In worship, doing an Affirmation of Baptism or Thanksgiving for Baptism in place of Confession and Forgiveness at the beginning of worship can remind everyone about the gift of baptism and frame the service for folks. During that part of the service, as is safe based on community COVID levels, people of all ages could gather at the baptismal font and dip their fingers in the water, splash around, and make the sign of the cross on each other’s foreheads in water. This is a good reminder that baptism is joyful.
If there are only a couple kids in worship, they could help pour a pitcher of water into the font before or during the Thanksgiving for Baptism. If your congregation asperges (uses a tree branch or something else to sprinkle water on everyone), kids could help to sprinkle the water, dipping extra branches in and waving them around. With this, there is no need to be worried about getting water everywhere, because that’s the point!

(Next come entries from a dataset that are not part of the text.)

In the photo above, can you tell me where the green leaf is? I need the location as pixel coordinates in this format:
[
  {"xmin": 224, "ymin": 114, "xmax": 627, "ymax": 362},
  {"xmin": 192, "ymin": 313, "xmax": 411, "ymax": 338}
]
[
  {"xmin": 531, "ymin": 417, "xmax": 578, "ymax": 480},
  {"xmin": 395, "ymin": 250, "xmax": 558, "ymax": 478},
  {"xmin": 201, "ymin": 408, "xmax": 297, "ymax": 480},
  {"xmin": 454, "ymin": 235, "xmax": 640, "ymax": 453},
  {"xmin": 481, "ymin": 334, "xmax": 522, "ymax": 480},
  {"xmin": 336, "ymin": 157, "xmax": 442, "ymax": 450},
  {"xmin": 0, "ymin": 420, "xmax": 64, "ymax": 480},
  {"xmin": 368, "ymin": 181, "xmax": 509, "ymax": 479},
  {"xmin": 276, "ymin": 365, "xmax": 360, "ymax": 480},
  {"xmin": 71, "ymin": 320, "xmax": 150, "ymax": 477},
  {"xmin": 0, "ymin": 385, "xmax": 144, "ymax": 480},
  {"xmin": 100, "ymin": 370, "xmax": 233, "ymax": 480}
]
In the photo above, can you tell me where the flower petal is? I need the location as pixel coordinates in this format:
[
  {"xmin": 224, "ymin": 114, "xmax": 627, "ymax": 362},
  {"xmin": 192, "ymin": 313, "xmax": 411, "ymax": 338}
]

If you have transgender children in the congregation, or teenagers or adults who are transitioning, this is also a great time to do a naming rite during worship if they want, naming explicitly God’s love for them, for their chosen name, and for their choice of pronouns. If you offer this option, ask privately beforehand and be sure to make it clear that this is optional; not everyone likes attention from a group, especially in this kind of situation.
Children’s time or Sunday school is a great time to gather around the font and talk about the promises made during baptism: promises from God of love, forgiveness, and new chances to love God; and promises to God to grow, learn, explore, question, and work for the world God calls us to join in building with Them.
At home, you can light a child’s baptismal candle or another candle and tell them the story of their baptism. There are also many great books about baptism that you could read to go with the story, including On the Day You Were Baptized or Come to the Water, Little One. These are especially helpful for kids who might not remember their actual baptism because they were too young at the time. For older kids who might be interested in podcasts or some deeper conversation, the Nerds At Church podcast did a deep dive into baptism last year for Baptism of Jesus, which you could listen to together and talk about.
Baptism is also a great way to connect to service and justice work in the congregation. You could do a clothing or food drive to help with a January slump in donations after the holidays. You could talk about upcoming legislation and write letters or plan a time to talk to legislators in favor of bills that support the ways God loves all people, or against bills that cause harm.
This is also a great time to talk with everyone in the congregation about ways that we can remember our baptisms, giving thanks to God for Their love. Reminding people that whenever they encounter water—as rain or snow, while showering, washing hands, or doing dishes, or even just drinking it—it is a great time to give thanks to God for baptism and for God’s love!